Em 620-750 nm Red

Chromeo™ 642 NHS-ester is a versatile compound characterized by its reactive NHS-ester functionality, facilitating efficient amine coupling reactions. This compound exhibits remarkable stability under various conditions, allowing for controlled release and precise targeting in complex environments. Its unique reactivity profile enables selective modifications, enhancing molecular interactions and enabling the formation of diverse conjugates. The compound's distinct pathways in reaction kinetics contribute to its adaptability in various applications.

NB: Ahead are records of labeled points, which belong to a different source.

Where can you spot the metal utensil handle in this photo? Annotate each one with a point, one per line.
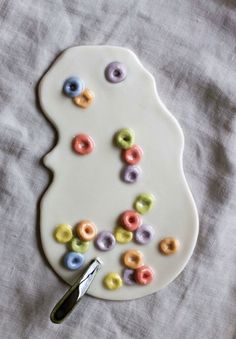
(72, 297)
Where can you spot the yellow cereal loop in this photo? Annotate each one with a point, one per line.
(123, 236)
(63, 233)
(112, 281)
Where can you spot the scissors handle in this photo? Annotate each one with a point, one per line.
(72, 297)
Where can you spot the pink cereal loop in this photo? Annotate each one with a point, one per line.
(130, 220)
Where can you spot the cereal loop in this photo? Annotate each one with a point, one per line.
(73, 261)
(85, 99)
(115, 72)
(143, 203)
(105, 241)
(130, 220)
(144, 275)
(73, 87)
(123, 236)
(83, 144)
(133, 259)
(86, 230)
(168, 246)
(133, 155)
(131, 173)
(63, 233)
(124, 138)
(76, 245)
(112, 281)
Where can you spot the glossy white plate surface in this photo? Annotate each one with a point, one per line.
(89, 187)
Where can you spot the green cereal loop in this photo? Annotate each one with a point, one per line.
(144, 202)
(78, 245)
(125, 138)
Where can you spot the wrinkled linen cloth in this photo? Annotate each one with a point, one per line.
(189, 46)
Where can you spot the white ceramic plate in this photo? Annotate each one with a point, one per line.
(89, 187)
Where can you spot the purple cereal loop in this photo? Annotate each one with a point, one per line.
(128, 277)
(105, 241)
(144, 234)
(130, 174)
(115, 72)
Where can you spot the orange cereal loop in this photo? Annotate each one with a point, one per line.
(86, 230)
(133, 259)
(168, 246)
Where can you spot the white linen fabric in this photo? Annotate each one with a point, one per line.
(189, 46)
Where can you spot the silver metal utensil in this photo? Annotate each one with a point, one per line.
(72, 297)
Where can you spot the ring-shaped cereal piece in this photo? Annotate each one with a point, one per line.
(73, 260)
(86, 230)
(133, 259)
(131, 173)
(73, 87)
(83, 144)
(105, 241)
(77, 245)
(132, 155)
(85, 99)
(63, 233)
(123, 236)
(112, 281)
(144, 202)
(130, 220)
(115, 72)
(144, 275)
(124, 138)
(169, 245)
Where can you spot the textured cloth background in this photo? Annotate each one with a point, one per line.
(189, 46)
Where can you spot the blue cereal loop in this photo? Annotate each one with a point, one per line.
(73, 87)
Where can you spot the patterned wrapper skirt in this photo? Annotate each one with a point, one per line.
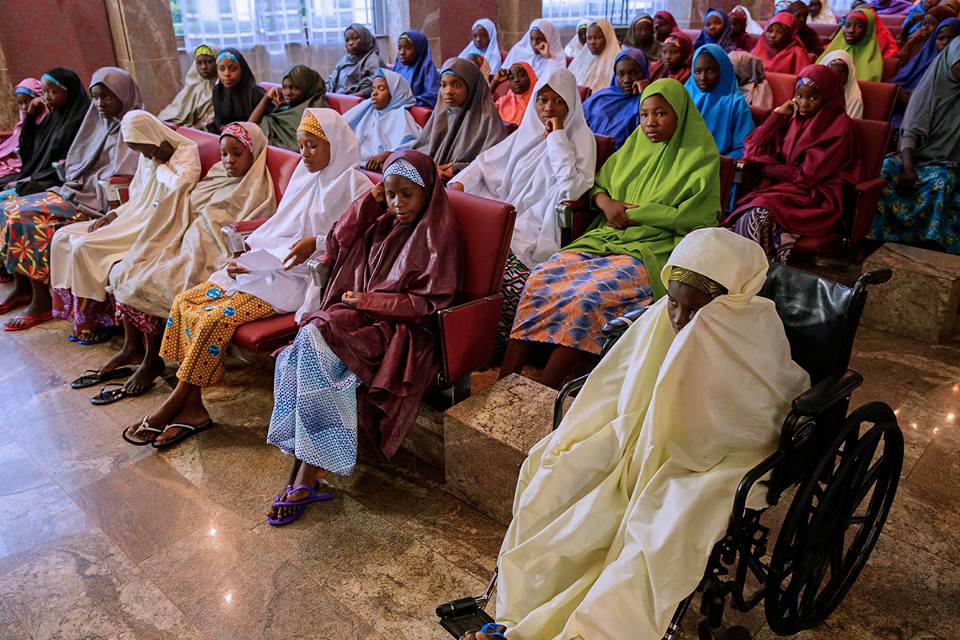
(931, 213)
(200, 326)
(29, 225)
(571, 296)
(315, 405)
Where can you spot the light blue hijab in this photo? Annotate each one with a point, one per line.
(723, 109)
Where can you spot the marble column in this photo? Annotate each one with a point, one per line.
(142, 33)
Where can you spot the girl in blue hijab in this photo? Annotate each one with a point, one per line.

Chromeo™ P540 is a specialized acid halide known for its unique reactivity in the 620-750 nm range. It exhibits strong electrophilic characteristics, promoting rapid acylation reactions with nucleophiles. The compound's distinct molecular interactions facilitate the formation of stable intermediates, enhancing reaction kinetics. Its physical properties, including solubility and stability, allow for effective manipulation in diverse chemical environments, making it a valuable tool for synthetic applications.

CruzFluor sm™ 5 azide is a distinctive compound characterized by its photophysical properties within the 620-750 nm range. It demonstrates remarkable stability under various conditions, enabling efficient energy transfer processes. The azide functional group enhances its reactivity, allowing for selective click chemistry pathways. Its unique molecular structure promotes specific interactions with target substrates, leading to tailored outcomes in complex chemical systems.

CruzFluor sm™ 4 azide exhibits exceptional luminescent properties in the 620-750 nm spectrum, making it a standout in photochemical applications. Its azide moiety facilitates rapid cycloaddition reactions, enhancing its utility in diverse synthetic pathways. The compound's robust molecular framework supports effective electron delocalization, contributing to its distinctive optical characteristics. Additionally, it showcases unique solubility profiles, influencing its behavior in various solvent systems.

CruzFluor sm™ 6 azide is characterized by its remarkable photostability and fluorescence in the 620-750 nm range, which is attributed to its unique electronic structure. The azide group enables selective reactivity, allowing for efficient click chemistry and facilitating complex molecular assembly. Its distinct interaction with light promotes energy transfer processes, enhancing its performance in various applications. Furthermore, the compound's tailored solubility enhances compatibility with diverse chemical environments.

Bis(2,2'-bipyridine)-4,4'-dicarboxybipyridine-ruthenium di(N-succinimidyl ester) bis(hexafluorophosphate) exhibits exceptional luminescent properties within the 620-750 nm range, driven by its intricate coordination chemistry. The ruthenium center facilitates unique electron transfer mechanisms, leading to enhanced photophysical behavior. Its ester functionalities promote versatile coupling reactions, while the hexafluorophosphate counterions contribute to its solubility and stability in various solvents, enabling diverse interactions in complex systems.

DiIC18(5)-DS is a fluorescent dye characterized by its strong emission in the 620-750 nm range, attributed to its unique hydrophobic tail structure that enhances membrane permeability. The dye's ability to intercalate within lipid bilayers allows for distinct interactions with cellular membranes, influencing its photostability and quantum yield. Its robust conjugated system facilitates efficient energy transfer, making it suitable for various applications in fluorescence-based studies.

3-[N-(2-Carboxyethyl)methylamino]-7-[N-ethyl(3-sulfonatopropyl)amino]phenoxazin-5-ium Sodium exhibits remarkable fluorescence in the 620-750 nm range, driven by its intricate electron-rich structure. The presence of sulfonate groups enhances solubility in aqueous environments, promoting unique interactions with polar solvents. Its ability to form stable complexes with metal ions can influence reaction kinetics, while the phenoxazin moiety contributes to its photophysical properties, enabling efficient light absorption and emission.

Fluorescent red 610 is characterized by its vibrant emission in the 620-750 nm range, attributed to its unique conjugated system that facilitates efficient energy transfer. The presence of charged functional groups enhances its interaction with various substrates, leading to increased stability in diverse environments. Its ability to undergo rapid excited-state dynamics allows for distinct photochemical pathways, making it a subject of interest in studies of molecular behavior under light exposure.

PerCP, a chlorophyll-binding protein complex, exhibits notable fluorescence in the 620-750 nm range, driven by its unique protein-chlorophyll interactions. This complex facilitates energy transfer through a series of resonance structures, enhancing its photostability. The intricate arrangement of pigments within the protein matrix allows for efficient light harvesting and distinct excitation pathways, making it a fascinating subject for exploring energy dynamics in photosynthetic processes.